From Casetext: Smarter Legal Research

Francis v. Hall

Commonwealth of Kentucky Court of Appeals
Jul 12, 2019
NO. 2019-CA-000009-ME (Ky. Ct. App. Jul. 12, 2019)

Opinion

NO. 2019-CA-000009-ME

07-12-2019

SARAH L. FRANCIS APPELLANT v. BRIAN L. HALL, A.K.A. BRIAN L. LACKEY APPELLEE

BRIEFS FOR APPELLANT: Cynthia A. Millay Covington, Kentucky BRIEF FOR APPELLEE: Stacey L. Graus Covington, Kentucky


NOT TO BE PUBLISHED APPEAL FROM KENTON COUNTY FAMILY COURT
HONORABLE DAWN M. GENTRY, JUDGE
ACTION NO. 09-D-00376-005 OPINION
AFFIRMING

** ** ** ** **

BEFORE: GOODWINE, SPALDING, AND L. THOMPSON, JUDGES. SPALDING, JUDGE: Respondent-Appellant, Sarah L. Francis ("Sarah"), appeals a Domestic Violence Order ("DVO") entered by the Family Court Division of the Kenton County Circuit Court at the request of Petitioner-Appellee, Brian L. Hall ("Brian"). Sarah alleges three (3) separate errors on the part of the family court: (1) failing to transfer venue; (2) finding that an act of domestic violence occurred; and (3) making insufficient findings of fact and conclusions of law.

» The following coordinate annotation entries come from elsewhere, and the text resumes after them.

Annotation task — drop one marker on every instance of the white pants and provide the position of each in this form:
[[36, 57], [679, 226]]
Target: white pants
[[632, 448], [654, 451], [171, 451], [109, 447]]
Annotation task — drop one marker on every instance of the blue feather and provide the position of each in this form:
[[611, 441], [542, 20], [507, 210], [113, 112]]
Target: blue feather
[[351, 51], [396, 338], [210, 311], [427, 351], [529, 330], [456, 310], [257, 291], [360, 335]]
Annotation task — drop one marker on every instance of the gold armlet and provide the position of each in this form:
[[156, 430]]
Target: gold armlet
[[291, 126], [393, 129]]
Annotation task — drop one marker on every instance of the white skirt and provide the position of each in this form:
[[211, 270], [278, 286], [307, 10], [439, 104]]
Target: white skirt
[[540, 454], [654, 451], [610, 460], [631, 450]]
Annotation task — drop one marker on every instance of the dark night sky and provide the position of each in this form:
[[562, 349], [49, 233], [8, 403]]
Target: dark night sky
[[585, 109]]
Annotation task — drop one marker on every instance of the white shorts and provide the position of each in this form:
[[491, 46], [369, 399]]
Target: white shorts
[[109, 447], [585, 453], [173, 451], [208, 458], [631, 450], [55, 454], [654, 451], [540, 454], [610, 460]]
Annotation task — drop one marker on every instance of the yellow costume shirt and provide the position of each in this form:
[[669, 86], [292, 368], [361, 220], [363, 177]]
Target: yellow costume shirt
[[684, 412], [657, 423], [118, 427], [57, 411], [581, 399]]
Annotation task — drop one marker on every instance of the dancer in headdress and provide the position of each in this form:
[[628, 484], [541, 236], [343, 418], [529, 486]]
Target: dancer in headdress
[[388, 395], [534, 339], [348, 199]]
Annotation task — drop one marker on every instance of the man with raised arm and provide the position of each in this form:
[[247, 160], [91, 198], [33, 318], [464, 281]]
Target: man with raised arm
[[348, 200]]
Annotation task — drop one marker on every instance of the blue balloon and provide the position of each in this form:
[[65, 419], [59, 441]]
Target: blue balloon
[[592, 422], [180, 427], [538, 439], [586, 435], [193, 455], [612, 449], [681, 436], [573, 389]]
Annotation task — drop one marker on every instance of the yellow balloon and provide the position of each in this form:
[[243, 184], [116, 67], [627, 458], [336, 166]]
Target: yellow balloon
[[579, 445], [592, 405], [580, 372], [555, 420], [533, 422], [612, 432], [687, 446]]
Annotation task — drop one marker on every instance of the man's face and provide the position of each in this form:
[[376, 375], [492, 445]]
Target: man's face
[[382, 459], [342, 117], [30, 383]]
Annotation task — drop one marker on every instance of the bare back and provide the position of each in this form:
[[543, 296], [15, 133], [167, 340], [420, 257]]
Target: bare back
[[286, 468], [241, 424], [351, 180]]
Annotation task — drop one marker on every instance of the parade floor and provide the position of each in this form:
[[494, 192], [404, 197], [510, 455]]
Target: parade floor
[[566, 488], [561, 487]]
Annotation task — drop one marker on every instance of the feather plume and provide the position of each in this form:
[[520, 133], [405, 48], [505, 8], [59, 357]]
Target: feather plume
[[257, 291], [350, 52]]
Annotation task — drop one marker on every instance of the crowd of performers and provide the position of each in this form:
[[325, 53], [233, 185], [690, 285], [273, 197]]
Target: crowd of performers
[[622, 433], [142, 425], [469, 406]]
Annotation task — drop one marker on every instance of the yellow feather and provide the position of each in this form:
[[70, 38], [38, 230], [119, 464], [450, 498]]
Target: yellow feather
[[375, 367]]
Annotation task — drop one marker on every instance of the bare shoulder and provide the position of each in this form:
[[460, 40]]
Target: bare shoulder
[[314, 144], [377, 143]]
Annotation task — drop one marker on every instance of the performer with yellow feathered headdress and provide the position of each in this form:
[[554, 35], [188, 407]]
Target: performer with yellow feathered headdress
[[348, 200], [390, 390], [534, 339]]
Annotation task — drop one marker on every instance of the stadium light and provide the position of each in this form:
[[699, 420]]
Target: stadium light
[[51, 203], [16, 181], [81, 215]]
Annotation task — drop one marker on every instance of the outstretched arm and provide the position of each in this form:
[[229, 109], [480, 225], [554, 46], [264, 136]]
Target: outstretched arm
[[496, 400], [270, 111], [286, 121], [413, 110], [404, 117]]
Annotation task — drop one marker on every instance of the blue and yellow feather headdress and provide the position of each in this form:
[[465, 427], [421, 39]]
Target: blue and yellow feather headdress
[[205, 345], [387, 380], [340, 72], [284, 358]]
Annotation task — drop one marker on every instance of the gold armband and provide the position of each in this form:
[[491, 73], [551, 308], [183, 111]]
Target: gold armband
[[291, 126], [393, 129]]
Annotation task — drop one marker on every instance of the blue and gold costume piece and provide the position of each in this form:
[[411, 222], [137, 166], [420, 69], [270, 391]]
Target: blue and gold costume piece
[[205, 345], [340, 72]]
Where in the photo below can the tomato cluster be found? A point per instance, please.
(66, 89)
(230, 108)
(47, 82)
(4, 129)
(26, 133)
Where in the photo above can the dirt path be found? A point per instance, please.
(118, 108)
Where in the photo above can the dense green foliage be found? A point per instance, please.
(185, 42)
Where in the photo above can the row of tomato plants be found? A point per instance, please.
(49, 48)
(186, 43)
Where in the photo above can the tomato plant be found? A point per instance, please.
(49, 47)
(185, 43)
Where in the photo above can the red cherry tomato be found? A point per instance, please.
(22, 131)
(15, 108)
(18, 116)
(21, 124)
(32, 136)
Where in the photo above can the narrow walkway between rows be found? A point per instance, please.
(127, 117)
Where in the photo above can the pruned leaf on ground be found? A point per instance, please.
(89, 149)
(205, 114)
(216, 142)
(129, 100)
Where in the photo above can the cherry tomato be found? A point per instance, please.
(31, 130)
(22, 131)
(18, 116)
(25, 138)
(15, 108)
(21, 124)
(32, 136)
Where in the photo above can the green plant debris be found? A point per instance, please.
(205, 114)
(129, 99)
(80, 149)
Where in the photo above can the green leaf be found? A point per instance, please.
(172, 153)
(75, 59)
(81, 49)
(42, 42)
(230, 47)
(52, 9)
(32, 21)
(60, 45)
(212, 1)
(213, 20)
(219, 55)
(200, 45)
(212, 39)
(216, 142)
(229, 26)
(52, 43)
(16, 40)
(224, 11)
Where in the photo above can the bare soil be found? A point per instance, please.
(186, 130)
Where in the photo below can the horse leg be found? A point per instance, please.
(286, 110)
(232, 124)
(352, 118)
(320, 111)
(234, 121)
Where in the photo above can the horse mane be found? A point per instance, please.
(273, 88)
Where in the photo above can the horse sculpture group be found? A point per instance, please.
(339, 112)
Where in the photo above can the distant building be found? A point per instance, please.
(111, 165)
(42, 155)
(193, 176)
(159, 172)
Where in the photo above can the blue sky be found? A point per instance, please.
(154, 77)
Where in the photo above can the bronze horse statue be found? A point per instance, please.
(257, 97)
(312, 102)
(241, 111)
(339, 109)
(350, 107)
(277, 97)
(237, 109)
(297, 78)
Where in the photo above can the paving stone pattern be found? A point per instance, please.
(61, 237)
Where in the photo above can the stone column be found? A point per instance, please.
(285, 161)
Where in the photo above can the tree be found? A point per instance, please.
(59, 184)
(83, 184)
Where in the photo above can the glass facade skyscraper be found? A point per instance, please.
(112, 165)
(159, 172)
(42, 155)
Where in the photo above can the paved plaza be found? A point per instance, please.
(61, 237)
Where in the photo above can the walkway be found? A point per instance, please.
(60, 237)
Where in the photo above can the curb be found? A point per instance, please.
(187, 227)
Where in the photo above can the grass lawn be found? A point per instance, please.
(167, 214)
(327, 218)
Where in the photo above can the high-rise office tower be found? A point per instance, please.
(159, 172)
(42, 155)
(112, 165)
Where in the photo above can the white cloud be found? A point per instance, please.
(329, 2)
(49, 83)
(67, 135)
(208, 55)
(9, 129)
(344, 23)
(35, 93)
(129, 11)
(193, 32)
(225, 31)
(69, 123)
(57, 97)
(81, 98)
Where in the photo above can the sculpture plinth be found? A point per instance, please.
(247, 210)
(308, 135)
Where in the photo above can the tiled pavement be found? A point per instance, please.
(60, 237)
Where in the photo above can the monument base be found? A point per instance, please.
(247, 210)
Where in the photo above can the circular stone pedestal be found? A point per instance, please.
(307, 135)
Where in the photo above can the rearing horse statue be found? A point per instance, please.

Having reviewed the record, the parties' briefs, and the law, we affirm the judgment of the Kenton County Family Court.

On November 5, 2018, Brian filed a Petition/Motion for Order of Protection ("petition") against Sarah in Kenton County Family Court. Within that petition, Brian made a series of allegations surrounding Sarah's actions in October and November of 2018, two (2) of which are particularly relevant. Specifically, Brian alleged that, on October 30, 2018, Sarah, accompanied by her boyfriend ("Stephen"), had broken into and burglarized his home. Brian further alleged that, on November 4, 2018, Sarah and Stephen once again broke into his home, and that, on this occasion, Stephen had committed an assault upon him. While the assault was taking place, Brian claims that Sarah was rummaging through his apartment, collecting items of personal property. Where this last incident is concerned, Brian wrote in his petition that he was "afraid that [Sarah and Stephen] are going to end up killing me."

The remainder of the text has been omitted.